Евдокия вернулась от неё в слезах, передала князю её слова. Князь огорчённо повздыхал, но смолчал – как будто признал правоту матери. Но Евдокия не хотела молчать…
– Пошто ты так покорен ему? – подступилась она к Владимиру. – Нешто холоп ты его? Нешто не волен ты с женой своей полюбиться?.. Нешто мало я тебя ждала?!
– Угомонись, жена, – строго осёк её Владимир. – Чую, уж наустила тебя матушка!.. В глаза готовы были впиться государю. А ранее ты благоволила ему!
– Слепа была – и благоволила!
– Ты и ныне слепа, ещё более!.. Я почитаю матушку и разумею гнев её… В тебе-то пошто быть гневу?
– Нешто душа моя не болеет твоею болью? Нешто не вижу я, как истязает тебя злая воля его? Мстит он тебе каждодневно и ежечасно и погибели твоей жаждет!
– Буде, и жаждет, – тихо сказал Владимир, – да вы с матушкой меня не спасёте. Скорее лише под его топор толкнёте.
– Князь!.. – Евдокия упала перед ним на колени. – Не говори так и не думай!.. Мы душу готовы за тебя положить! Токмо воспрянь духом!.. Ободрись! Покажи ему свою волю!
– Уймись, Овдотья! – ещё строже прикрикнул на неё Владимир. – В матушке я не волен, а в тебе, жене своей, волен и наказую: уймись! Не ведаешь ты, кто есть государь наш!.. Что за человек он! Не ведает и матушка… Что помнит и знает она о нём, проведя двадцать лет в затворничестве? А я двадцать лет живу с ним бок о бок, душу его слежу, мысли его угадываю, во снах его вижу… Страшен сей человек! – Владимир поднял Евдокию с колен, обнял, зашептал в самое ухо: – Всё он у меня порушит… Любовь нашу осквернит… Жизни наши истопчет! Страшусь я его, страшусь, Овдотьюшка, люба моя! Но не от страха покорен я ему, – ещё тише зашептал он, – не от страха, Овдотьюшка… Часу я жду… А покуда – боже упаси ворошить в нём огонь его! Пусть он жжёт его одного!
– Князь!.. – Евдокия охватила его лицо ладонями. – Неужто есть в тебе сила и воля?

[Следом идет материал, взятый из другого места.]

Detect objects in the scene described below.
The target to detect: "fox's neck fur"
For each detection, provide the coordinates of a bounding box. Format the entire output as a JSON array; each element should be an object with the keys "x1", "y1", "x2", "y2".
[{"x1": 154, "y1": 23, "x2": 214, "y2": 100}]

– Я молю Бога, Овдотьюшка, дать их мне…
– Неужто будет тот час?..
– Ежели Бог милостив к нам…
– Я буду денно и нощно молить его! – Глаза Евдокии восторженно блеснули, она страстно поцеловала Владимира и так же страстно прошептала: – Хочу торжества твоего, князь!
Владимир осторожно отстранился от неё… Тоскливо, недобро ему стало от этой её воинственной страстности; понял он её истинные чувства и желания и пожалел, что открыл перед ней душу. Но не сделай он этого – как ещё можно было пригасить этот безрассудный огонь, зажжённый в ней его матерью. Понимал он, как буйно распылался этот огонь в её собственной душе, раз она с такой опрометчивостью бросила его в душу Евдокии, забыв, как велика разница между ней и Евдокией. Что было позволено и даже простительно ей, Ефросинье Старицкой, не позволено и непростительно было Евдокии!
Владимир хотел сказать об этом Евдокии, чтоб умерить её воинственность, но новая откровенность была тягостна для него, а иные, взятые не из души слова, не убедили бы Евдокию. Он только попросил её не лезть без нужды на глаза царю, покуда тот будет в Старице, и обещал выпросить у него позволения остаться в Старице на лето.
Евдокия успокоилась, утешилась неожиданной и столь приятной откровенностью мужа и даже сама заходилась собирать его в дорогу.